La CTC émet quatorze recommandations en faveur de la politique agricole du Pays

Le 31 octobre dernier, le président du Pays a transmis à son homologue de l’assemblée de la Polynésie française,  aux fins d’examen, le rapport d’observations définitives de la Chambre territoriale des comptes (CTC) concernant la politique agricole mise en oeuvre au fenua entre 2010 et 2017.

Secteur clef en Polynésie, l’agriculture poursuit plusieurs objectifs : elle doit assurer à la population la possibilité d’obtenir une alimentation de qualité, en quantité suffisante et à un prix accessible, elle représente un pourvoyeur d’emplois, avec 17% des actifs. elle constitue également un amortisseur social grâce au soutien du prix de certaines productions ou la location de terres domaniales.

L’état des lieux du secteur, dressé à l’occasion du recensement général agricole en 2013, ainsi que les statistiques agricoles annuelles, montrent que la production, principalement tournée vers l’autosubsistance, s’avère en repli, alors que le niveau des importations est passé de 38 à 44,7 milliards de Fcfp entre 2010 et 2015. 

Mais les magistrats pointent surtout du doigt les handicaps structurels dont souffre le secteur : le manque de foncier disponible, la faible qualification des agriculteurs et le manque de modernisation des pratiques culturales.

Des prix maintenus à un niveau relativement élevé

S’agissant de l’organisation des filières de production et de la régulation du marché, la CTC constate que l’objectif de satisfaction des besoins des consommateurs apparaît secondaire.

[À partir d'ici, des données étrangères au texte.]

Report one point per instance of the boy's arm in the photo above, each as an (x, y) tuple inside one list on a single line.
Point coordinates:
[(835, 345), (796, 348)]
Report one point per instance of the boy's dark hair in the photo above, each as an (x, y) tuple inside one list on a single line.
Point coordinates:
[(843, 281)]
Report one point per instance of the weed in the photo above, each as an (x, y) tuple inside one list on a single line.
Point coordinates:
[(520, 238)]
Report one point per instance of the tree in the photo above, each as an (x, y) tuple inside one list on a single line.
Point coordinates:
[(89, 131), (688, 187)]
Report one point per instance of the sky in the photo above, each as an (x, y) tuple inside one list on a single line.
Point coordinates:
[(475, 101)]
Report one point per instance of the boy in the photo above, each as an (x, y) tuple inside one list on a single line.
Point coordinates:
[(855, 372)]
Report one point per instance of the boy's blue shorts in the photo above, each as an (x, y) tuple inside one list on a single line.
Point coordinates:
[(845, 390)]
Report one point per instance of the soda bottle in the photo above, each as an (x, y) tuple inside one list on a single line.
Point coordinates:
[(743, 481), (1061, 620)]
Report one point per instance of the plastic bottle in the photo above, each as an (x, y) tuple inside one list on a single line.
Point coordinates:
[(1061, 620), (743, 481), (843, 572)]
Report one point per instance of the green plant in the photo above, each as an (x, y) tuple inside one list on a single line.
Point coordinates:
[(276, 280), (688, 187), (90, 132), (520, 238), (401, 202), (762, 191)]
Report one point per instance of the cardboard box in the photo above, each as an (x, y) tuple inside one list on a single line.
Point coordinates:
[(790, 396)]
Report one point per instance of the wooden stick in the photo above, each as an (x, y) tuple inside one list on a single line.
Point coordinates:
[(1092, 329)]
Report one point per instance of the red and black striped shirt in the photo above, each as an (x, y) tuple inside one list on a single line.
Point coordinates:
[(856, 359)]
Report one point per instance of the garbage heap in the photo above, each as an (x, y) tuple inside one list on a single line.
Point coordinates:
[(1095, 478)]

En effet, afin de garantir des débouchés à la production locale, les importations de certains produits sont interdites ou soumises à l’ouverture de quotas d’importation en cas de pénurie. C’est ainsi, remarque la CTC, que le prix du kilo de tomates importées est moins cher que celui de la tomate cultivée à Taravao. Un comble et surtout, un coup dur pour le porte-monnaie des ménages. Un peu plus loin, dans le rapport, la CTC confirme sa première analyse: « D’après les services de la collectivité s‘agissant de la filière maraîchère, il s’avère que l’organisation du marché des légumes engendre « des prix maintenus à des niveaux relativement élevés pour certains produits par le maintien des productions locale à des volumes à la limite de la pénurie et par le peu de concurrence entre les gros producteurs (tomates, salades, carottes) ».

Nonobstant le caractère contestable de cette démarche au regard du droit de la concurrence applicable en Polynésie, la protection de la production locale génère une inflation constante des prix, exclusivement supportée par les consommateurs, qui financent, in fine, une politique protectionniste qui les prive d’un approvisionnement régulier en produits variés et de qualité.

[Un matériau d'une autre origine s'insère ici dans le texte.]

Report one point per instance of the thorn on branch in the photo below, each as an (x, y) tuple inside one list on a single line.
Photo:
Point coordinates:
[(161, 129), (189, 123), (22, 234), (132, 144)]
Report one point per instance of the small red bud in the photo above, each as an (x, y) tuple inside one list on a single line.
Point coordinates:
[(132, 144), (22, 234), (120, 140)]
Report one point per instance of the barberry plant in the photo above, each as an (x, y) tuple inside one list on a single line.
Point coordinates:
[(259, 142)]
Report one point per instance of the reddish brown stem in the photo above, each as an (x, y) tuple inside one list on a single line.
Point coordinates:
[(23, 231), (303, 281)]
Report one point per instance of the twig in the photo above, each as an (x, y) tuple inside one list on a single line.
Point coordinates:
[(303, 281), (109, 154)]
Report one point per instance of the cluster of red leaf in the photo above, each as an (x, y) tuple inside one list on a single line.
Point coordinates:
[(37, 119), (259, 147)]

Quant à la réforme récente du service du développement rural, la Chambre émet le voeu que ce dernier puisse assurer ses missions d’ordre stratégique (…), à condition qu’elle s’accompagne concomitamment de la réforme de la Chambre d’agriculture et de la pêche lagonaire, dans son rôle de représentation, de conseil et d’accompagnement des agriculteurs.

Enfin, elle émet pas moins de quatorze recommandations parmi lesquelles on peut lire: « Mettre en place un suivi financier et technique de la société Kai Hotu Rau et désigner un commissaire de gouvernement (n°7) » ou encore « veiller à la préservation des intérêts du Pays dans le règlement des occupations sans titre des lots agricoles (n°4) ».

Dans ce dernier registre, la Chambre déplore « qu »il n’existe aucune coordination formalisée entre la DAF et le SDR, pour garantir le suivi exhaustif de l’ensemble des lotissements agricoles gérés par le SDR et le recouvrement complet des loyers afférents. De très nombreux impayés sont constatés, sans que des poursuites en vue du recouvrement des créances ne soient organisées. Cependant, leur niveau n’a pas pu être déterminé avec les services de la DAF ».